Back when I started this blog (many beers ago), I highlighted a tip that allows you to send text messages from email for free. At the time, this was a money saver, with how people used their phones – texting wasn’t cheap and you could send an email from a desktop and save the mobile text message fee.
It was a nice little money saving tip at the time, but the way people use their phones today is now completely different, so it’s not quite as relevant. People may be sending text messages via email, but they are doing it from their mobile phones, if at all. And text messages today are cheap. Many of the cheapest data plans come with unlimited text messages built in to the plan.
However, data is not cheap (check out my article on how to cut data usage on iPhone & Android). And with free text messaging, one might find it beneficial to do the reverse today – send text messages to email.
Learning how to send text messages to email can come in handy in a number of scenarios:
- you want to save money on data by not accessing your web browser
- you want to send yourself a notification or reminder or if you know someone’s email but do not know their phone number
- the recipient does not have a mobile phone but does have email
- the recipient checks their email much more frequently than text messages
- it’s not an urgent message and you just want to save them the next fee.
How to Send a Text Message to Email
If you have a phone with SMS (Short Message Service) or MMS (Multimedia Messaging Service) then you can send a text to email.

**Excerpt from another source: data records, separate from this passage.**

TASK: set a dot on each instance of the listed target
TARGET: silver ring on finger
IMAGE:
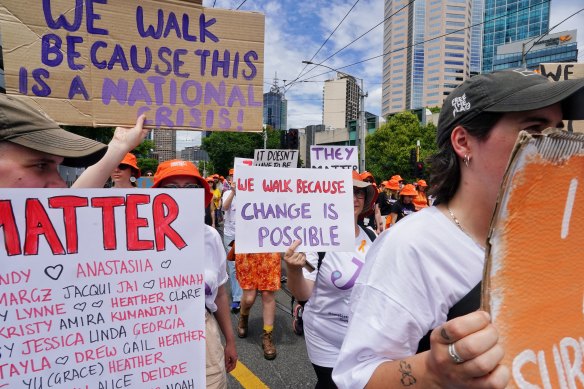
(454, 355)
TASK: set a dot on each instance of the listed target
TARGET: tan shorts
(215, 354)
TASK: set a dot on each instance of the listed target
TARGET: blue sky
(295, 30)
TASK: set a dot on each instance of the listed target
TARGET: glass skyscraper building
(276, 108)
(507, 21)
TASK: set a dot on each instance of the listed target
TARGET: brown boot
(242, 325)
(268, 346)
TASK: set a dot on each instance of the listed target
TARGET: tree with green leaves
(388, 148)
(223, 146)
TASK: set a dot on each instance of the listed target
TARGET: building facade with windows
(164, 144)
(429, 49)
(552, 48)
(276, 107)
(340, 102)
(507, 21)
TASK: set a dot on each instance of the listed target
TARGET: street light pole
(360, 132)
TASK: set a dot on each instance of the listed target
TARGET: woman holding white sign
(328, 287)
(219, 360)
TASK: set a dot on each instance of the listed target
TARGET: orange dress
(420, 201)
(260, 271)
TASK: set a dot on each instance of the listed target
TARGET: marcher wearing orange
(404, 206)
(126, 173)
(219, 360)
(421, 200)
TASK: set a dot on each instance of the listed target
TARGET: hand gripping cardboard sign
(533, 284)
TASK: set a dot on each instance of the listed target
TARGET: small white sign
(334, 157)
(276, 206)
(276, 158)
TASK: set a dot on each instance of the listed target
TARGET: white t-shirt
(326, 314)
(414, 273)
(229, 217)
(215, 273)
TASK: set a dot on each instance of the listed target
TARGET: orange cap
(408, 190)
(177, 167)
(130, 160)
(393, 184)
(365, 175)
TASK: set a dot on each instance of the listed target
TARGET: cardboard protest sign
(276, 158)
(276, 206)
(99, 63)
(334, 157)
(101, 288)
(533, 277)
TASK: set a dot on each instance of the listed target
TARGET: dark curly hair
(445, 173)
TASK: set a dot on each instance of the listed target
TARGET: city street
(291, 368)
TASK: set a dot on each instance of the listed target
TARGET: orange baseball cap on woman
(408, 190)
(177, 167)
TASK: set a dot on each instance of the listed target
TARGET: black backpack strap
(469, 303)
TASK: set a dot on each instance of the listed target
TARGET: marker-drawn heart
(54, 272)
(97, 304)
(62, 360)
(149, 284)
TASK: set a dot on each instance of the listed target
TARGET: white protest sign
(334, 157)
(101, 288)
(276, 158)
(276, 206)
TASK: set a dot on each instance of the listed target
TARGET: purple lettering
(164, 51)
(178, 63)
(236, 95)
(77, 87)
(184, 92)
(149, 31)
(134, 58)
(204, 33)
(217, 63)
(51, 45)
(93, 54)
(212, 93)
(119, 91)
(61, 22)
(139, 92)
(92, 16)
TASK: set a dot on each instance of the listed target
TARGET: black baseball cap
(25, 125)
(509, 91)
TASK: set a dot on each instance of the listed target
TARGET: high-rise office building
(276, 107)
(509, 21)
(165, 144)
(551, 48)
(427, 51)
(340, 101)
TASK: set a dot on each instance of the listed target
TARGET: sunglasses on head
(174, 186)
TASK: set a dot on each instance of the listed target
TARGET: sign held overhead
(103, 63)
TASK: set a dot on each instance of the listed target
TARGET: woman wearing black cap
(412, 281)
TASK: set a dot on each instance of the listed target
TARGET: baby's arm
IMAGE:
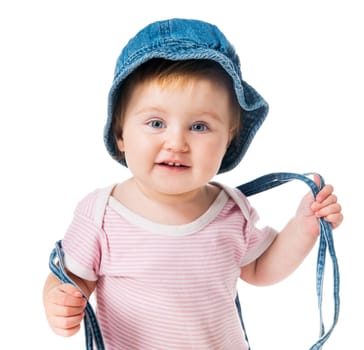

SMS is basic simple text messaging and MMS is the next level up (can include photos, video, or audio).
Here are the steps on how to text to email:
- Turn on your text message application
- Enter the recipients email address instead of their phone number
- Compose your text
It’s really that simple. Your carrier will convert the text message to an email.
Much simpler than sending a text from email, which requires a carrier specific domain at the end of the number (instructions on how to do that are linked to in the article mentioned at the top of this article).